Opinion
CV 05-809-AS.
May 9, 2007
DANIEL W. DICKERSON, MATTHEW A. ARBAUGH, Daniel W. Dickerson, P.C., Portland, OR, Attorneys for Plaintiff.
JAMES P. MARTIN, KARI A. FURNANZ, HOFFMAN, Hart Wagner, LLP, Twentieth Floor, Portland, OR, Attorneys for Defendants.
OPINION AND ORDER
This matter is before the court on the Motion for Summary Judgment (doc. 38) of Defendants Tillamook County and William Campbell. For the reasons that follow, defendants' motion is GRANTED.
Plaintiff Nancy Steiner brings claims against Defendant Tillamook County for interference with her exercise of rights granted under the Federal Family Medical Leave Act, 29 U.S.C. § 2615(a)(1) and its Oregon counterpart, the Oregon Family Leave Act, O.R.S. 659A.150, retaliatory termination under 29 U.S.C. § 660(c), and discrimination based on hostile work environment and age/gender discrimination under O.R.S. 659A.030. Plaintiff also brings a claim against both Tillamook County and defendant William Campbell for intentional infliction of emotional distress
Plaintiff concedes she fails to state a claim against Defendant Campbell for intentional infliction of emotional distress and against Defendant County for retaliatory discrimination under 29 U.S.C. § 660(c), and consents to dismissal of those claims.

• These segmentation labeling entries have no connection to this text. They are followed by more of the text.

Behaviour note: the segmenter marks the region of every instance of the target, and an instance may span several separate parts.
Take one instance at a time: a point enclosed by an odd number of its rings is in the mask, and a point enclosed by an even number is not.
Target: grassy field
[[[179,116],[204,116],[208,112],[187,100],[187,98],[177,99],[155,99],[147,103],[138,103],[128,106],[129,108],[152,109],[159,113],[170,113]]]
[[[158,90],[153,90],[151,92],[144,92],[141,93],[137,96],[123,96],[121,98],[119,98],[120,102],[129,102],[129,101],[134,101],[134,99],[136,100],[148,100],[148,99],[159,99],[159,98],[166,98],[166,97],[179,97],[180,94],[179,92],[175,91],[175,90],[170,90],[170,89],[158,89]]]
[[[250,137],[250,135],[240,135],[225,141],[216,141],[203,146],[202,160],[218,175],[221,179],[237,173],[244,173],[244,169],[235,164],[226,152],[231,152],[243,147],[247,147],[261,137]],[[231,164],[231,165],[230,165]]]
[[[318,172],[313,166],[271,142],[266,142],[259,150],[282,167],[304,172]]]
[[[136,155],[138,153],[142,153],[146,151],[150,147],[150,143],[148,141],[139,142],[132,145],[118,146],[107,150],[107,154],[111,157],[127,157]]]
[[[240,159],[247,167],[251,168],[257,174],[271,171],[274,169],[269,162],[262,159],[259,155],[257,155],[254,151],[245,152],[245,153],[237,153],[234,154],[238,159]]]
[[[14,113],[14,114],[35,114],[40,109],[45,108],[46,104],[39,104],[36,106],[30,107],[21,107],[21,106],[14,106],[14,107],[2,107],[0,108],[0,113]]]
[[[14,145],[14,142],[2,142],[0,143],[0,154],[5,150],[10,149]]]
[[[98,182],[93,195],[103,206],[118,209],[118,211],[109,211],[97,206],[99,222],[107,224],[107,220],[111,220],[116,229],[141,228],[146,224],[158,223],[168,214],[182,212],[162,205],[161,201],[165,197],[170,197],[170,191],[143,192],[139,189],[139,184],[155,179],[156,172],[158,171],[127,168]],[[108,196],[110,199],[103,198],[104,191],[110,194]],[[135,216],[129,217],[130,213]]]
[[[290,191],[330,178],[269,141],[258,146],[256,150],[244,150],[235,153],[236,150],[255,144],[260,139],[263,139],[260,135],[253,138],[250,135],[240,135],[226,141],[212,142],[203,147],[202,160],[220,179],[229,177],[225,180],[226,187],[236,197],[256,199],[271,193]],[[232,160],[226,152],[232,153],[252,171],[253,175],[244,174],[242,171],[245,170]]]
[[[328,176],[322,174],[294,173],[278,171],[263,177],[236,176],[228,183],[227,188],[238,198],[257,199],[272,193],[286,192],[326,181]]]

Plaintiff opposes the remainder of Defendant County's motion.
FACTUAL BACKGROUND
The following fact are undisputed, or if disputed with admissible evidence, are viewed in the light most favorable to plaintiff, as the non-moving party.
Plaintiff has worked for defendant Tillamook County since 1974 in a variety of jobs. She began working as the county's Building Official in 1982. At all times during her employment, plaintiff was an at-will employee.
Despite repeated requests over the years by her supervisors, plaintiff never obtained an A-level fire and safety certification, which would have authorized her to inspect more buildings. Plaintiff stated she "wasn't comfortable with an A-level certification" because it was "very difficult work."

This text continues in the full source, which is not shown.